Views: 5
558 Bucólica, ou de como eu gostava que a ilha permanecesse, 20.11.,2024
No amanhecer silencioso de São Miguel, a ilha acorda lentamente sob o típico manto de neblina suave que se ergue do Atlântico. As calçadas antigas, testemunhas de tantas histórias, guardam os passos apressados dos primeiros trabalhadores do dia. O aroma do café escapa pelas janelas entreabertas, encontrando-se com o frescor salgado do mar na Calheta de Pero de Teive que a ganância governativa destruiu.

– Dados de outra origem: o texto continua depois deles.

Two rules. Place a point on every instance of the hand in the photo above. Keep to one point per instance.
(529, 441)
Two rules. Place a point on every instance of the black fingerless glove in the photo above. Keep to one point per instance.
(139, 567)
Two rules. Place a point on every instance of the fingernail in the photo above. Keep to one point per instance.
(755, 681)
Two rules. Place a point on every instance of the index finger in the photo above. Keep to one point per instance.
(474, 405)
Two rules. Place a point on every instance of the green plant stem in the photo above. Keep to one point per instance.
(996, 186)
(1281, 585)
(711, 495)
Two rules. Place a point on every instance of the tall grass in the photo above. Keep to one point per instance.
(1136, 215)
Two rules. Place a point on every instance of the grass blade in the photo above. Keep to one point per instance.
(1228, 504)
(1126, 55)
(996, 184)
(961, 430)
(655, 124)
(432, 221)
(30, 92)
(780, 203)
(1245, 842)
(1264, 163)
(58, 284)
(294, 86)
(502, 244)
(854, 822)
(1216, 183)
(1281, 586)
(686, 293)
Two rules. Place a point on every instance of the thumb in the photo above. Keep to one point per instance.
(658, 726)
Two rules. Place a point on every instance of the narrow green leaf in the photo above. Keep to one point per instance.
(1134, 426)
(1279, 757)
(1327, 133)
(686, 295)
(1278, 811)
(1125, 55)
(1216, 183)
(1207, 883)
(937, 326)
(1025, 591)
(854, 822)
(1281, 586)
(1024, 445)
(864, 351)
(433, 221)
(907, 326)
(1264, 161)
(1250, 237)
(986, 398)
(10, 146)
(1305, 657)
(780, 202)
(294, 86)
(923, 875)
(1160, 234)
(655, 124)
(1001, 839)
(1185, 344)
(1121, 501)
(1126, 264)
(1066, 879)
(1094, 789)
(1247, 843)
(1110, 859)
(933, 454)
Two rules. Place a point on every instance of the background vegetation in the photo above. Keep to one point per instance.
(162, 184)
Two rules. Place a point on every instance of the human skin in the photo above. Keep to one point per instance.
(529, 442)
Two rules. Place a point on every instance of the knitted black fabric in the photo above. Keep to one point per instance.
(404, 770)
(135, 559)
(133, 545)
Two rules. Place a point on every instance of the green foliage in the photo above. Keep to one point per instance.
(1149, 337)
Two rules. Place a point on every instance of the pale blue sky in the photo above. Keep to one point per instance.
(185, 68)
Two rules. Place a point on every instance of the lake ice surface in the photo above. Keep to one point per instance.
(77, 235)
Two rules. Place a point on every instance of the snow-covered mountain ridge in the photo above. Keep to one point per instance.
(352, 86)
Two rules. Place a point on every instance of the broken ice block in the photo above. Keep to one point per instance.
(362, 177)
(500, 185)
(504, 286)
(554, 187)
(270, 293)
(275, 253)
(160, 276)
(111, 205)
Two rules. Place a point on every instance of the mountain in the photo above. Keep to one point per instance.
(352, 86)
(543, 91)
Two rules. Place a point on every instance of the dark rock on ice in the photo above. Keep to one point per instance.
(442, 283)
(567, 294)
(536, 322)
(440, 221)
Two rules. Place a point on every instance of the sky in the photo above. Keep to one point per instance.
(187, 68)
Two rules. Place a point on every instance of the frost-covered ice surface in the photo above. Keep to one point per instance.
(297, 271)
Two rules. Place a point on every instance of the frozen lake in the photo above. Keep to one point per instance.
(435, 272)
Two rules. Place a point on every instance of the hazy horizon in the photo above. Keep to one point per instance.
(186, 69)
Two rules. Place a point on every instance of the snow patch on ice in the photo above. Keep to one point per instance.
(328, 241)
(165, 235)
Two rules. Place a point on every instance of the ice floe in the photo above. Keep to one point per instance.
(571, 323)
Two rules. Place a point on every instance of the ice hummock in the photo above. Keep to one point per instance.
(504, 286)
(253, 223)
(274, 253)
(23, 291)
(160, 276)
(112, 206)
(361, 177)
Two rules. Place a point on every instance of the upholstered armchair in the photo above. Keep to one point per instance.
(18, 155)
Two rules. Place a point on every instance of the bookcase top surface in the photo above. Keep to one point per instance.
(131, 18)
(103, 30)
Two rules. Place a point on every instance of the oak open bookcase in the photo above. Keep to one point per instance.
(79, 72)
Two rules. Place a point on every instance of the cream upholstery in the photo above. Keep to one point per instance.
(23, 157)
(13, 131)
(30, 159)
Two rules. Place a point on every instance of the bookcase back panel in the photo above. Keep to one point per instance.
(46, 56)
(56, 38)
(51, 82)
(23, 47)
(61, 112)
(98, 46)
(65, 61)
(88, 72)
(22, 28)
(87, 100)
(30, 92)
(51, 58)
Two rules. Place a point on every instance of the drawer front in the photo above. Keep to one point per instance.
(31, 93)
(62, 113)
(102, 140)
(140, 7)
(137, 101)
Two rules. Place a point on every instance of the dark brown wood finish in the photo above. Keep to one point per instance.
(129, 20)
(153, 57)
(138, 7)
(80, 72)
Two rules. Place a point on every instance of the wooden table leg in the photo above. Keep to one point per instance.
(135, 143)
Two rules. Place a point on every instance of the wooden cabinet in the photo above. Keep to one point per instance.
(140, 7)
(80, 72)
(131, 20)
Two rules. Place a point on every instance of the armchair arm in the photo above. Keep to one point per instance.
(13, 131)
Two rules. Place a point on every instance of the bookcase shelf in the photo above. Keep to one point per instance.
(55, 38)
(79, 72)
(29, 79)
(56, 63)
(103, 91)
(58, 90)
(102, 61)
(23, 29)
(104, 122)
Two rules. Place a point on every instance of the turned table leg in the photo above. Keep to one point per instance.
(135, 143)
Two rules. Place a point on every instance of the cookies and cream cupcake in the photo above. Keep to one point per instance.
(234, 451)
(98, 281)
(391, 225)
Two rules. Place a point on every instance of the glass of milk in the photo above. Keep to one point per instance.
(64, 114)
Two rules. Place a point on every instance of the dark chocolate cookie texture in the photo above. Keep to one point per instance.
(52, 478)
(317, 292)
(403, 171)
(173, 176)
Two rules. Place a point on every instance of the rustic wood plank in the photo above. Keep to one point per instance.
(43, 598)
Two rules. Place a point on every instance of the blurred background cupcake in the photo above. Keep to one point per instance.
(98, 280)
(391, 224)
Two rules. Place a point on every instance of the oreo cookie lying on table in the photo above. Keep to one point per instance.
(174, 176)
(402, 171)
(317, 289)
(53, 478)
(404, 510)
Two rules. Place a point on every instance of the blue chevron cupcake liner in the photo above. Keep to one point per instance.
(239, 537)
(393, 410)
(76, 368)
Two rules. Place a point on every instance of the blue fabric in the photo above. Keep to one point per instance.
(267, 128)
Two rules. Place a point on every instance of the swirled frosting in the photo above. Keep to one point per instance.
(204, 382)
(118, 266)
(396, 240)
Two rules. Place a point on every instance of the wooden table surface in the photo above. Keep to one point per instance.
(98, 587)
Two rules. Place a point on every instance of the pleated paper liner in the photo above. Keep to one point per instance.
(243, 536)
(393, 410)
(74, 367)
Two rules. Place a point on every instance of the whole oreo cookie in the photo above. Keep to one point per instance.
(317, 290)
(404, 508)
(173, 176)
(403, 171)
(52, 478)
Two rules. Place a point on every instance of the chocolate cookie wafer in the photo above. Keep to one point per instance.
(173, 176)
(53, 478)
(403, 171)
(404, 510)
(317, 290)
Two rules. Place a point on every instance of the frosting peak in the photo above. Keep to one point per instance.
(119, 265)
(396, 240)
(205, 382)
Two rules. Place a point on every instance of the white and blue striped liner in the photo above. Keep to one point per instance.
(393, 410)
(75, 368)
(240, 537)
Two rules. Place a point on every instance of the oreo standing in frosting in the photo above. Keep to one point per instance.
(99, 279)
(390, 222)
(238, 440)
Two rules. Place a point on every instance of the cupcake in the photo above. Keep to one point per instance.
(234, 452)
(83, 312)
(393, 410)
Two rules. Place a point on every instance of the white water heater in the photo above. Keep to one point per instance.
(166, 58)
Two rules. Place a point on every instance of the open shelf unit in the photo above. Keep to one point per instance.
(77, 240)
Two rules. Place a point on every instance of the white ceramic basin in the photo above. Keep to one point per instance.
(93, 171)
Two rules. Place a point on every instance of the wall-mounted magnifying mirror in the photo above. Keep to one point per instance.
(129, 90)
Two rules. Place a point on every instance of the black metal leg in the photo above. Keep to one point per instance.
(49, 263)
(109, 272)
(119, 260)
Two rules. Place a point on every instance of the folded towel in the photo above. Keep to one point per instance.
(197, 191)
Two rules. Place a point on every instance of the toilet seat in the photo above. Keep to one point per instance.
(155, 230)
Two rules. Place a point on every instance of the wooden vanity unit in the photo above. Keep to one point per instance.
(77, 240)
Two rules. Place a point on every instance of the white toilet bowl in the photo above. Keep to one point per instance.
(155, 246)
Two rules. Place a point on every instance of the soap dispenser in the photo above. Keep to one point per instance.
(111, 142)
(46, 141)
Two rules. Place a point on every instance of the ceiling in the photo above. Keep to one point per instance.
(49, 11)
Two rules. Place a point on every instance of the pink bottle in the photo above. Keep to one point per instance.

No parque de estacionamento a que chamam de mercado improvisado da Graça, à espera das obras de Santa Engrácia, os sorrisos e os cumprimentos matinais aquecem o ambiente. Aqui, o tempo parece correr de maneira diferente, medido pelos ciclos da natureza e pelas tradições que resistem à passagem dos calendários. Entre bancas de frutas frescas e peixes acabados de pescar, ouvem-se vozes que parecem vir de um passado distante, contando segredos de gerações. Parece um daguerreótipo doutras eras.
Na costa norte, os poucos pescadores que ainda usam as artes, preparam as redes, com os olhos voltados para o horizonte, enquanto as mãos calejadas seguem uma coreografia aprendida desde a infância. Cada nó, cada gesto, é uma ligação com o mar que dá e, às vezes, toma. Eles sabem que a fartura e a escassez são parte do mesmo ciclo inquebrantável e só a teimosia lhes permite continuar na faina…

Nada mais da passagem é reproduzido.